Die Unterwanderung des Staates, sein Kampf um Selbstbehauptung ist toller und spannender Stoff und natürlich ein Dauerbrenner des italienischen Krimis. Cataldo und Rafele lassen ihren Helden allerdings nicht nur den Kampf gegen Geheimlogen, Drogenmafia und Rechtsradikalismus aufnehmen, Probleme bereiten auch die Fußball-Hooligans von Hellas Verona, Globalisierungsgegner, zweifelhafte Moscheevereine und die perfide Operation Rebuildung des amerikanischen Geheimdiensts NSA. Schneller wechseln die Schlagzeilen nur bei Spiegel Online.

Giancarlo de Cataldo arbeitet im Hauptberuf als Richter an einem Berufungsgericht in Rom, sein Debütroman "Romanzo Criminale" erzählte eher ausufernd auf über 600 Seiten vom Aufstieg einer Jugendbande zu den Herren der römischen Unterwelt. Trotzdem wurde der Roman gleich zweimal verfilmt. Mit Mimmo Rafele hat sich Cataldo nun mit einem Drehbuchautor zusammengetan, der als Schöpfer der Achtzigerjahren-Serie "Allein gegen die Mafia" durchaus seine Anhänger hat und unkomplizierte Verfilmbarkeit garantiert. Aber nicht unbedingt Subtilität. Ihren ganzen überladenen Plot wickeln Cataldo und Rafele auf nicht mal 250 Seiten ab, eine Szene wird dabei so schnell an die nächste montiert, als würde im Hintergrund der Produktionskostenrechner laufen. Entsprechend wenig Zeit blieb dabei für die Figuren, eher behauptet als gezeichnet werden die Charaktere.
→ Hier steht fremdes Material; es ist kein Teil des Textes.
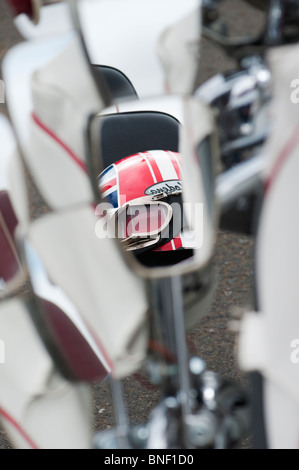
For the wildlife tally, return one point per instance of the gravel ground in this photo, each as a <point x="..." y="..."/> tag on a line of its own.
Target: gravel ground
<point x="213" y="339"/>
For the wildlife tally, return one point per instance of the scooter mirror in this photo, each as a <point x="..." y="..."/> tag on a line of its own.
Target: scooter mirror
<point x="154" y="162"/>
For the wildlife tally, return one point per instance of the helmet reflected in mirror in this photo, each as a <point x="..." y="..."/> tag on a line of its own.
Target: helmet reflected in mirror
<point x="154" y="164"/>
<point x="155" y="43"/>
<point x="30" y="8"/>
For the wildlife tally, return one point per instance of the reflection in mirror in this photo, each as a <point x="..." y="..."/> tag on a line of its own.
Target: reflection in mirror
<point x="142" y="174"/>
Die serbische Bande ist "brutal, entschlossen, blutrünstig", das Mädchen "hübsch, sehr hübsch", der Kommissar also klug, vielleicht zu klug.

Bei all dem angetäuschten Tiefgang und dem super-abgebrühten Stil kippt der immer wieder geschürte Zweifel, ob das Land nicht ganz ohne Staat besser dran wäre, vom Anarchistischen ins Zynische. Doch auch wenn man sich all die politischen Verschwörungen noch gefallen lassen kann, wirklich übel nehmen muss man Cataldo und Rafele die verschwiemelte Frauenfantasie, die sie mit der Figur der "verschreckten Schönheit" Alissa - Heilige und Hure, geschändeter Engel und Killerin - zu grandioser Klebrigkeit gesteigert haben. Dem Cavaliere dürfte sie gefallen.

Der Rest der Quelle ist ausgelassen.